Effect of advanced glycation end products on regulation of placental growth factor

Abstract

Cardiovascular disease affects nearly half (121.5 million) of the adult US population. In many of these patients, atherosclerotic lesions lead to coronary and peripheral artery disease, causing ischemia of the heart and limbs. Arteriogenesis, a natural compensatory mechanism, restores blood flow to ischemic sites. Placental growth factor (PLGF) is a key arteriogenic growth factor. Interestingly, studies have shown that PLGF is downregulated in people with type II diabetes, potentially contributing to impaired collateral artery growth. However, how diabetes affects PLGF expression is not well defined. Advanced glycation end products (AGE) and inflammatory cytokines such as tumor necrosis factor-a (TNFa) have been implicated in vascular pathology. We therefore hypothesized that AGE-TNFa signaling would impair PLGF expression in endothelial (EC) and/or skeletal muscle cells (SKMC). To test this hypothesis, human coronary artery EC and SKMC were treated with AGE, bovine serum albumin (BSA, as a control for AGE), or TNFa. AGE had no direct effect on PLGF in EC and SKMC. However, TNFa reduced PLGF in EC (P<0.001) but had no effect on PLGF levels in human and mouse SKMC. In order to determine whether AGE might influence PLGF in EC or SKMC through a macrophage-mediated effect, RAW 264.7 murine macrophages was treated with AGE or BSA. RAW media was then transferred to murine endothelial cells (EOMA).

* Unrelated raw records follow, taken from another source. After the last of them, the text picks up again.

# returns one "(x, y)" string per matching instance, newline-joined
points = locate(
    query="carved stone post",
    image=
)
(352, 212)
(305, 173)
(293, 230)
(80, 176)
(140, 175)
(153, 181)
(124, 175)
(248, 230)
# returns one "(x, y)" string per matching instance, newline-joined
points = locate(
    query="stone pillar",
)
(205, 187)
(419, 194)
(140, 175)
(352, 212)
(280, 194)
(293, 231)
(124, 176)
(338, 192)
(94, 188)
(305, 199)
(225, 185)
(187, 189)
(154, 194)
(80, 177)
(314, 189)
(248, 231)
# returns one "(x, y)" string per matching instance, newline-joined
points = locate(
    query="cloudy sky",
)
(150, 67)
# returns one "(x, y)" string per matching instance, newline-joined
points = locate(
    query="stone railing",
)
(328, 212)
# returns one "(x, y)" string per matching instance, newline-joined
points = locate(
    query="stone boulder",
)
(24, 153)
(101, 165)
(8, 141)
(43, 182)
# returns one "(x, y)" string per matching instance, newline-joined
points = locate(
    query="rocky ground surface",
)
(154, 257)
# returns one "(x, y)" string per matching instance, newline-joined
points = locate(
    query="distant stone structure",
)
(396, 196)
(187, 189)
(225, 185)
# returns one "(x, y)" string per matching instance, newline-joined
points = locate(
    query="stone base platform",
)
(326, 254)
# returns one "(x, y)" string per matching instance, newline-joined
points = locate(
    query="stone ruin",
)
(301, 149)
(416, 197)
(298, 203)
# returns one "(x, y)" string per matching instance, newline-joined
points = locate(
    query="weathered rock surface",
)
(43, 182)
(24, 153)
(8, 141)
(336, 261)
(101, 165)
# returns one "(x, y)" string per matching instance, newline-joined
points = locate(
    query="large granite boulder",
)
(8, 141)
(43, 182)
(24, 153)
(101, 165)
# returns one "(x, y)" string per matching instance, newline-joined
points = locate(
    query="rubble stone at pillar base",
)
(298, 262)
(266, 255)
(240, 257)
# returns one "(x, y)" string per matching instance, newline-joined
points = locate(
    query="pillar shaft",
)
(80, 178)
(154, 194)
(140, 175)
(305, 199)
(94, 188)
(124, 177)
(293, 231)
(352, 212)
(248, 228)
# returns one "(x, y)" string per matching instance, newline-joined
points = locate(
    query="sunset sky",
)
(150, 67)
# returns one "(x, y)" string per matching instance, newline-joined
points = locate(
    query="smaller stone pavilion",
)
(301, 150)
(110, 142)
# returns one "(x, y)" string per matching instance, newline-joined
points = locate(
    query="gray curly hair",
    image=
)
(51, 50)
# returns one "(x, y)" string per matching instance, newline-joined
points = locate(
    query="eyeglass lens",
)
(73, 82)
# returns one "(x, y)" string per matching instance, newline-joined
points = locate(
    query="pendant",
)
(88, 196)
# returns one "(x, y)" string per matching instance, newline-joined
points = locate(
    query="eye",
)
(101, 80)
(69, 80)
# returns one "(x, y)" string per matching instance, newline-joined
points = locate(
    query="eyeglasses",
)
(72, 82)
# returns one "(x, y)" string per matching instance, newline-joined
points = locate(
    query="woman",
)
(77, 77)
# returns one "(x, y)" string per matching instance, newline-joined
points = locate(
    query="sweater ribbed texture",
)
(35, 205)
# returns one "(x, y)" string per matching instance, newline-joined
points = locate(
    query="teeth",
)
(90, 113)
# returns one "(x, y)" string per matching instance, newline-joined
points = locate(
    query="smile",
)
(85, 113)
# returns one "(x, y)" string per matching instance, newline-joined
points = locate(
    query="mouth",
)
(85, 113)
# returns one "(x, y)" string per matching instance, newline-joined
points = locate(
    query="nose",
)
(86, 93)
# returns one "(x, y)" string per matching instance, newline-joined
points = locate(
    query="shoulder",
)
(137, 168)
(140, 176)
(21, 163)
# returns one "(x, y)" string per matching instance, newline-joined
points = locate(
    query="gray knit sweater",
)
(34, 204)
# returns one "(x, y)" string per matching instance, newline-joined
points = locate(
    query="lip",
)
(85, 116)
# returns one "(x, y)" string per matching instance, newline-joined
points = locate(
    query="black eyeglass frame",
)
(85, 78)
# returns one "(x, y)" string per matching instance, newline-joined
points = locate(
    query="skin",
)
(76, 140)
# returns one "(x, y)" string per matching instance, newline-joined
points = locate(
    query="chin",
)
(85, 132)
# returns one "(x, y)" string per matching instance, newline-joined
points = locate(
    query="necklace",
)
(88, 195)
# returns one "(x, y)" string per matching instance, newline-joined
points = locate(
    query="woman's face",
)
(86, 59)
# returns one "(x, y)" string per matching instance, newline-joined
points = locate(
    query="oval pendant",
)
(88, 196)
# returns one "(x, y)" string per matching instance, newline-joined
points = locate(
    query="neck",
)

Treatment with both RAW-BSA and RAW-AGE media significantly reduced PLGF levels in EOMA cells, compared with control RAW media (P<0.001). Interestingly, ELISA analysis showed that TNFa was increased in RAW-AGE media, but not in RAW-BSA media or RAW-control media (P<0.0001). Analysis of RAW media using a multiplex mouse cytokine assay confirmed that TNFa was increased in RAW-AGE media compared to RAW-BSA and RAW-control media (P<0.007). We conclude that AGE may act to reduce PLGF expression in EC via a macrophage-mediated mechanism involving induction of inflammatory cytokine secretion. These new insights have the potential to lead to future therapies to improve collateral growth in patients with type II diabetes.